Anthropic affirme que des acteurs liés à la Chine continentale ont utilisé Claude pour la surveillance et la répression transnationale

12 septembre 2026. Le rapport de renseignement sur les menaces publié en septembre par Anthropic indique que l’entreprise a identifié et interrompu plusieurs opérations dans lesquelles des acteurs situés en Chine continentale ou évalués comme liés à des organismes étatiques de Chine continentale utilisaient Claude pour soutenir la surveillance, le profilage politique et la répression transnationale.

Anthropic décrit notamment un groupe associé à des organes locaux de sécurité publique et de sécurité d’État qui aurait utilisé Claude pour des activités dites de « maintien de la stabilité », y compris la préparation de rapports sur des dissidents à l’étranger, des figures démocratiques de Hong Kong, des organisateurs de commémorations du 4 juin, des organisations ouïghoures et des institutions de défense des droits humains.

L’entreprise décrit aussi une autre opération basée en Chine continentale qui produisait des notes au format gouvernemental classant des dissidents, des minorités ethniques et communautés de diaspora, des organisations religieuses, des responsables politiques de la République de Chine à Taiwan, ainsi que des militants syndicaux et étudiants et des médias étrangers.

Anthropic indique également qu’une opération de renseignement sur les affaires religieuses ciblait des communautés catholiques, bouddhistes tibétaines, Falun Gong et chrétiennes de Taiwan. Les comptes concernés ont été interdits et des indicateurs ont été partagés, lorsque cela était approprié, avec les autorités ou des partenaires du secteur.

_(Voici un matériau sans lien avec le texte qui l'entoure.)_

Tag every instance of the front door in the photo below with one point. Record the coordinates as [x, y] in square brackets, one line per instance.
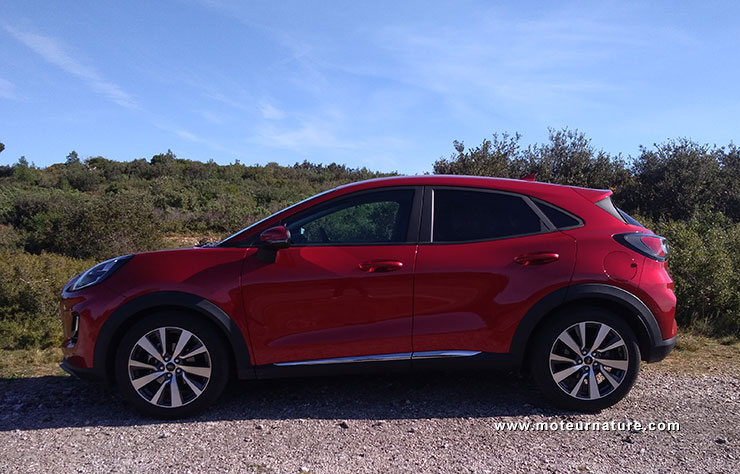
[343, 289]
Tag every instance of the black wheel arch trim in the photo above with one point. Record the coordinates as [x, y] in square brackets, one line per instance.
[102, 355]
[585, 291]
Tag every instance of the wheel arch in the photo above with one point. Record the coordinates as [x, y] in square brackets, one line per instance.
[626, 305]
[138, 308]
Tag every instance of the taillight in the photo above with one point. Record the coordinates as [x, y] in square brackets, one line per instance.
[649, 245]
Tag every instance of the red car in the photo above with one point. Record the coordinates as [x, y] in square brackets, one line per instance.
[408, 272]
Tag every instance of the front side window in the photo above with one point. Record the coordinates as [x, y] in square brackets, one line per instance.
[369, 218]
[463, 216]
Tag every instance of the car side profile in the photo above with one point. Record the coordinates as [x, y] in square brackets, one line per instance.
[403, 273]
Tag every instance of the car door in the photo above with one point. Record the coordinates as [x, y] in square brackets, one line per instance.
[484, 259]
[344, 287]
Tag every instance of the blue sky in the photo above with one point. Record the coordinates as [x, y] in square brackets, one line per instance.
[386, 85]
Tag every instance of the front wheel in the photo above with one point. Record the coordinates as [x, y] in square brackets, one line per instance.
[585, 359]
[171, 365]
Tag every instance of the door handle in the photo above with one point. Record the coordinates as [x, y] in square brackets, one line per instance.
[381, 266]
[539, 258]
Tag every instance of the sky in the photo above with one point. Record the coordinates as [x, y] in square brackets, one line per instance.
[382, 85]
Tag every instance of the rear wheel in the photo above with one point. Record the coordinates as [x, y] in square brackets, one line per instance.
[585, 359]
[171, 365]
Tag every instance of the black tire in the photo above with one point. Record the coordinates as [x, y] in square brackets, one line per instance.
[179, 391]
[552, 348]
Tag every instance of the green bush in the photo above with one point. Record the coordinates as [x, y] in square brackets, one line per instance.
[704, 261]
[80, 226]
[29, 297]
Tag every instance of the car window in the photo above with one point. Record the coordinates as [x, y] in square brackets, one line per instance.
[461, 215]
[559, 218]
[370, 218]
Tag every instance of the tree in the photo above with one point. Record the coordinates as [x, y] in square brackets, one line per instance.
[677, 178]
[72, 159]
[498, 157]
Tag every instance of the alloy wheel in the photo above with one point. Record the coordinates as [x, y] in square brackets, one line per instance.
[589, 360]
[169, 367]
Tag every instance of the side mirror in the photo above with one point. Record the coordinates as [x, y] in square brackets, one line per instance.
[277, 237]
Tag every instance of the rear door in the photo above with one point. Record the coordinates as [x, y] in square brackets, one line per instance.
[484, 259]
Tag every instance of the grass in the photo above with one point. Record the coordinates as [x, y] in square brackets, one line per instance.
[694, 354]
[24, 363]
[697, 354]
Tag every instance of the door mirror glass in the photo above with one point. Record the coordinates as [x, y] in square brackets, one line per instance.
[277, 237]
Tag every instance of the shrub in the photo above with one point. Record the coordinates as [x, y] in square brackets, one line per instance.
[29, 297]
[704, 261]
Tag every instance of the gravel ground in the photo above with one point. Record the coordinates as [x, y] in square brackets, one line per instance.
[399, 423]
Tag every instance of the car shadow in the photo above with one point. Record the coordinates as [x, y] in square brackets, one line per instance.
[63, 401]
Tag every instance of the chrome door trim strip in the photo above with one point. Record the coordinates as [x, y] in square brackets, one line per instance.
[382, 358]
[347, 360]
[442, 354]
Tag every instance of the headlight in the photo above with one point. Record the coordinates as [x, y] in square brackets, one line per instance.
[99, 272]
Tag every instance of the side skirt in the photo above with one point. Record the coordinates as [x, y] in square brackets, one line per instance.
[389, 363]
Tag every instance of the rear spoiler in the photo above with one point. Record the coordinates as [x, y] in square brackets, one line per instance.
[593, 195]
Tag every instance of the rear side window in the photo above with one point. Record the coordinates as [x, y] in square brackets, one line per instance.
[559, 218]
[461, 216]
[607, 205]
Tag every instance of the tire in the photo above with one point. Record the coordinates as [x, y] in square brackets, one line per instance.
[159, 382]
[611, 359]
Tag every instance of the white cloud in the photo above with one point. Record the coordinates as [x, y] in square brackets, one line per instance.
[270, 112]
[54, 52]
[7, 90]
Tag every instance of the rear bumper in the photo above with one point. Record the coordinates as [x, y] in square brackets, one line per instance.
[661, 350]
[79, 372]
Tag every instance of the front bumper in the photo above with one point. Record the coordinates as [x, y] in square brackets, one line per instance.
[79, 372]
[661, 350]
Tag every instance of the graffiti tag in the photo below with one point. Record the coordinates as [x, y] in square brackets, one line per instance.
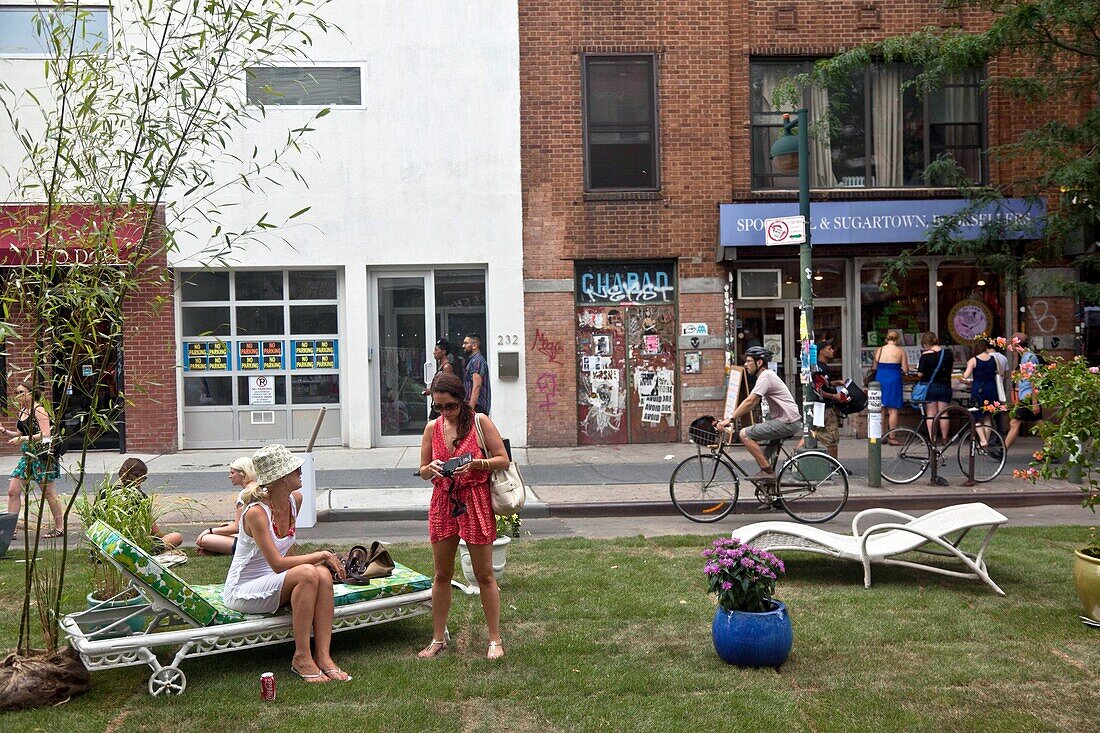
[550, 349]
[547, 384]
[627, 286]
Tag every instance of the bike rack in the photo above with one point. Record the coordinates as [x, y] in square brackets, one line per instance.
[974, 430]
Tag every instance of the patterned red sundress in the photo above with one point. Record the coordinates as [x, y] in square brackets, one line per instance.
[477, 526]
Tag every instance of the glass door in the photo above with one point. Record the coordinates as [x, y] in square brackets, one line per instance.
[403, 303]
[772, 327]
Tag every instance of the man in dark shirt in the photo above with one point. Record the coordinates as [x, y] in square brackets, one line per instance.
[475, 375]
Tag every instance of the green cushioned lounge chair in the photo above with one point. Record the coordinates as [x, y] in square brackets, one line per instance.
[195, 622]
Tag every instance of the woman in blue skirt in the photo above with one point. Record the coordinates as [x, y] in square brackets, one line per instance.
[890, 363]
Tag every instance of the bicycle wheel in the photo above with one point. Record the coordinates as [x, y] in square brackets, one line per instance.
[908, 461]
[703, 488]
[988, 461]
[812, 487]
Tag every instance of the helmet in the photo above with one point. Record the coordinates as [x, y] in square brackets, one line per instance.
[759, 353]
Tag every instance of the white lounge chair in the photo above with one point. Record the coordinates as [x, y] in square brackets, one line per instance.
[193, 620]
[880, 535]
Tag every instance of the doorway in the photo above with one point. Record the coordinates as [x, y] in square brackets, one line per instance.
[413, 310]
[774, 325]
[626, 374]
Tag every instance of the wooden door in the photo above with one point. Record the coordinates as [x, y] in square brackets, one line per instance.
[601, 376]
[651, 362]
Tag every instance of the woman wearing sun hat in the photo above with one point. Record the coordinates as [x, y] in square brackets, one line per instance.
[265, 573]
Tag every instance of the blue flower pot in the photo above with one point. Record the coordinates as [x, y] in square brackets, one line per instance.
[752, 639]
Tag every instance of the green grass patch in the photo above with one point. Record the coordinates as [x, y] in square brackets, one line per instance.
[615, 636]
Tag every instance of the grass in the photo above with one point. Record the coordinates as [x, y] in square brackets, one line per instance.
[615, 636]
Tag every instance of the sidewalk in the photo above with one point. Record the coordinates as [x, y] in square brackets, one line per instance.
[381, 484]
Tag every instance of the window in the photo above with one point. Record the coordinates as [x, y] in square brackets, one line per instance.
[304, 86]
[31, 31]
[620, 122]
[884, 135]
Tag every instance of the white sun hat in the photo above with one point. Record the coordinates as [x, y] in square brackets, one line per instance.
[273, 462]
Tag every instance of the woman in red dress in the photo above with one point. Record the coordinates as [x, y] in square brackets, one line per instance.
[461, 506]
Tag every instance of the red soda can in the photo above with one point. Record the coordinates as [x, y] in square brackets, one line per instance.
[267, 686]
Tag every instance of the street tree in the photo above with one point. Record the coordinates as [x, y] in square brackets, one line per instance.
[1042, 55]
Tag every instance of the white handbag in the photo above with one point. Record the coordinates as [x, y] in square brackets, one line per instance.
[506, 485]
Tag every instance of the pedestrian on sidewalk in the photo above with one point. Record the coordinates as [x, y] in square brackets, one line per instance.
[444, 364]
[461, 506]
[222, 538]
[1026, 407]
[935, 369]
[475, 375]
[889, 365]
[826, 390]
[785, 418]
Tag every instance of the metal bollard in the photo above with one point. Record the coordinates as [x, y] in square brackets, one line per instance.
[1074, 470]
[873, 435]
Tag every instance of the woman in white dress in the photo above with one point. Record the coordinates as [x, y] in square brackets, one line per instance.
[265, 573]
[222, 538]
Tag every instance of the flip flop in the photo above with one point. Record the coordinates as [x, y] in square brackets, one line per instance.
[319, 677]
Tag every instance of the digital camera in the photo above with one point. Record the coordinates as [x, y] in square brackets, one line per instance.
[457, 462]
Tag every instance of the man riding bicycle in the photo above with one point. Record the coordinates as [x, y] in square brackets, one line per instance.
[785, 417]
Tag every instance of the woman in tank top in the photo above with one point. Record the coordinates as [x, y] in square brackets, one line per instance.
[222, 538]
[266, 573]
[31, 434]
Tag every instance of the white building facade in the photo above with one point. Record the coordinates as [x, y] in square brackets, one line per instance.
[414, 234]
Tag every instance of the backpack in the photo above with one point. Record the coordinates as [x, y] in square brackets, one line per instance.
[856, 401]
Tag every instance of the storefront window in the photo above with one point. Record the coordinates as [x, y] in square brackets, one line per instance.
[255, 346]
[901, 305]
[969, 304]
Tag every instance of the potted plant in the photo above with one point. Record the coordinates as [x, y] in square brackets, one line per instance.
[750, 628]
[1070, 387]
[507, 526]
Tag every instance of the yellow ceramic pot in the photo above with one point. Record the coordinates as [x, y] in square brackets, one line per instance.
[1087, 577]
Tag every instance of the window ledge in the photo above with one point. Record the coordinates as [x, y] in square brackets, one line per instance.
[624, 196]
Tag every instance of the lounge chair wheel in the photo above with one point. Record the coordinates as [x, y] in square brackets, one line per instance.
[167, 680]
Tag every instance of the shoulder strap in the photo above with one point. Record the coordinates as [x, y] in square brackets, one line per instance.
[936, 370]
[481, 436]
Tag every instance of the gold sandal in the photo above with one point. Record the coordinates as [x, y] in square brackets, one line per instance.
[436, 648]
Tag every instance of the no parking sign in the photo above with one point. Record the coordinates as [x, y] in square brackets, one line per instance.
[261, 390]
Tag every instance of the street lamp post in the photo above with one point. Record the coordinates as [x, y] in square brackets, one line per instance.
[789, 153]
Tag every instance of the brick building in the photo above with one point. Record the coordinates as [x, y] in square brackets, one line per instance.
[645, 130]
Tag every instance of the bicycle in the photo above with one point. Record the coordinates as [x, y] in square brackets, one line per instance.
[911, 452]
[811, 485]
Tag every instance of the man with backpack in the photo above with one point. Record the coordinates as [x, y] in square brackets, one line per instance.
[1026, 407]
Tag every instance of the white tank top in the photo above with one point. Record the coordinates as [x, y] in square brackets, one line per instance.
[249, 562]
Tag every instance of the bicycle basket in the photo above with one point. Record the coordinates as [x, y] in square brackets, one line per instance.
[702, 431]
[811, 467]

Reuters a rapporté le 11 septembre que le rapport plus large couvrait aussi des tentatives d’abus liées aux cyberopérations, à la recherche sur les armes, aux opérations d’influence, à la fraude et à la distillation illicite de modèles.

Limites de l’attribution

Ces conclusions sont des évaluations de renseignement sur les menaces d’Anthropic, et non des décisions judiciaires. Le niveau de confiance de l’attribution varie selon les groupes; certaines activités sont évaluées comme le travail de sous-traitants pour des clients liés au gouvernement plutôt que comme une opération directement menée par un organe d’État. Le rapport public n’établit pas non plus que chaque cible identifiée a effectivement subi un préjudice.